On Thu, 2019-09-26 at 13:13 +0300, Pasi Kärkkäinen wrote:
> Hello Stanislav,
> 
> On Fri, Sep 13, 2019 at 11:28:20PM +0800, Chao Gao wrote:
> > On Fri, Sep 13, 2019 at 10:02:24AM +0000, Spassov, Stanislav wrote:
> > > On Thu, Dec 13, 2018 at 07:54, Chao Gao wrote:
> > > > On Thu, Dec 13, 2018 at 12:54:52AM -0700, Jan Beulich wrote:
> > > > > > > > On 13.12.18 at 04:46, <chao.gao@intel.com> wrote:
> > > > > > 
> > > > > > On Wed, Dec 12, 2018 at 08:21:39AM -0700, Jan Beulich
> > > > > > wrote:
> > > > > > > > > > On 12.12.18 at 16:18, <chao.gao@intel.com> wrote:
> > > > > > > > 
> > > > > > > > On Wed, Dec 12, 2018 at 01:51:01AM -0700, Jan Beulich
> > > > > > > > wrote:
> > > > > > > > > > > > On 12.12.18 at 08:06, <chao.gao@intel.com>
> > > > > > > > > > > > wrote:
> > > > > > > > > > 
> > > > > > > > > > On Wed, Dec 05, 2018 at 09:01:33AM -0500, Boris
> > > > > > > > > > Ostrovsky wrote:
> > > > > > > > > > > On 12/5/18 4:32 AM, Roger Pau Monné wrote:
> > > > > > > > > > > > On Wed, Dec 05, 2018 at 10:19:17AM +0800, Chao
> > > > > > > > > > > > Gao wrote:
> > > > > > > > > > > > > I find some pass-thru devices don't work any
> > > > > > > > > > > > > more across guest reboot.

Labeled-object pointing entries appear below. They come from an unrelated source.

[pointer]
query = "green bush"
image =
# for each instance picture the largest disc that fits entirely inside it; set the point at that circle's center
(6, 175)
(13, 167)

> > > > > > > > > > > > > Assigning it to another guest also meets the
> > > > > > > > > > > > > same issue. And the only
> > > > > > > > > > > > > way to make it work again is un-binding and
> > > > > > > > > > > > > binding it to pciback.
> > > > > > > > > > > > > Someone reported this issue one year ago [1].
> > > > > > > > > > > > > More detail also can be
> > > > > > > > > > > > > found in [2].
> > > > > > > > > > > > > 
> > > > > > > > > > > > > The root-cause is Xen's internal MSI-X state
> > > > > > > > > > > > > isn't reset properly
> > > > > > > > > > > > > during reboot or re-assignment. In the above
> > > > > > > > > > > > > case, Xen set maskall bit
> > > > > > > > > > > > > to mask all MSI interrupts after it detected
> > > > > > > > > > > > > a potential security
> > > > > > > > > > > > > issue. Even after device reset, Xen didn't
> > > > > > > > > > > > > reset its internal maskall
> > > > > > > > > > > > > bit. As a result, maskall bit would be set
> > > > > > > > > > > > > again in next write to
> > > > > > > > > > > > > MSI-X message control register.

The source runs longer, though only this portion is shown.